A 42 ans, Joann Sfar est toujours ce dessinateur workaholic, doublé d'un cinéaste prometteur, qui s'épanouit également comme
écrivain, son premier roman, L'Eternel, étant paru cette année chez Albin Michel.
L'heure d'un bilan ? En tout cas, avec ce Journal de merde, l'auteur se considère "en crise"... ce qui ne le
rend pas moins prolifique. Il livre en vrac ses pensées dans le désordre et
sans concessions, d'un coup de gueule impulsif dans un taxi à son fantasme (la bave à la bouche) de collaboration avec le producteur-réalisateur Guillermo Del Toro, en passant par une comparaison entre
couilles américaines et européennes. L'auteur se dévoile ainsi, en alternance,
sous des jours touchants, intelligents, drôles ou parfaitement crétins.
De prime abord, Journal de merde s'inscrit dans la continuité de ses
"carnets" publiés à l'Association (Harmonica, Ukulélé, Parapluie, Piano,
Caravan), à la différence près que ces pages-ci ont été majoritairement
faites en 2012, à la demande de Télérama, et sont compilées ici dans un
volume plus grand (et trop encombrant pour une lecture aisée).
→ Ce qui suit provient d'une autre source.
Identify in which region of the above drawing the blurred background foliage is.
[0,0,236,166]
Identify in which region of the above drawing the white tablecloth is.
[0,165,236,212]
Sfar confie au sein même du livre des différences supplémentaires dans sa démarche : "1) L'obligation de publier deux pages chaque jour
installe une régularité qui m'entraîne vers le journal intime. Avant, je
ne faisais du carnet que lorsqu'il y avait un événement. 2) Le choix de
dessiner beaucoup plus grand que mes carnets d'avant m'oblige à mettre
en page comme dans un journal, au sens "presse". Avec des colonnes, des
rubriques, des dessins conçus différemment que dans mes carnets
précédents.(...) Il y a aussi la publication qui intervient en moyenne
trois semaines après que j'ai fini ma page. Ca crée un décalage que
j'aime bien. C'est plus long que sur un blog et plus court que sur
papier. Ce décalage existe parce que je livre mes pages sous forme de
gros cahiers reliés. Donc Télérama reçoit en moyenne 60 pages d'un
coup. J'aime beaucoup ce sas."
Un peu plus loin, il cite ses influences pour ce travail journalier, remerciant chacun des noms suivants pour leur "façon singulière de mêler le texte, le dessin et le réel" : Siné pour Ma
vie, mon oeuvre, mon cul ("Siné est un con, il me déteste. Mais moi je
l'adore.") ; Wolinski ("tout") ; Crumb ; Joe Matt ; Mœbius ; Quentin Blake ; Reiser ; Fred (Le Journal de Jules Renard) ; et Jean-Christophe Menu (en précisant "l'auteur !", ce qui traduit son avis à propos de l'ancienne gestion éditoriale au sein de l'Association). A l'inverse, il admet ne plus lire aujourd'hui de bandes
dessinées européennes, au profit d'une gloutonnerie de comics : les flots narratifs d'Invincible, de Criminals, des Walking Dead... le stimulant à écrire davantage de romans et de scenarii pour
d'autres dessinateurs.
Les préoccupations de Sfar, le regard qu'il porte sur celles de ses contemporains et sur l'actualité... tout ça est amusant à doses homéopathiques. En revanche, il faut vraiment être un fan inconditionnel pour arriver à digérer cette brique de 402 planches fourre-tout et inégales. Cette liberté de ton est bien plus appréciable en postface de ses
bandes dessinées de fiction. N'écrit-il pas lui-même, pour conclure ce Journal de merde :
"Finalement, ce qui m'intéresse, c'est de dessiner tous les jours. Il
faudrait baisser le curseur autobiographique." ?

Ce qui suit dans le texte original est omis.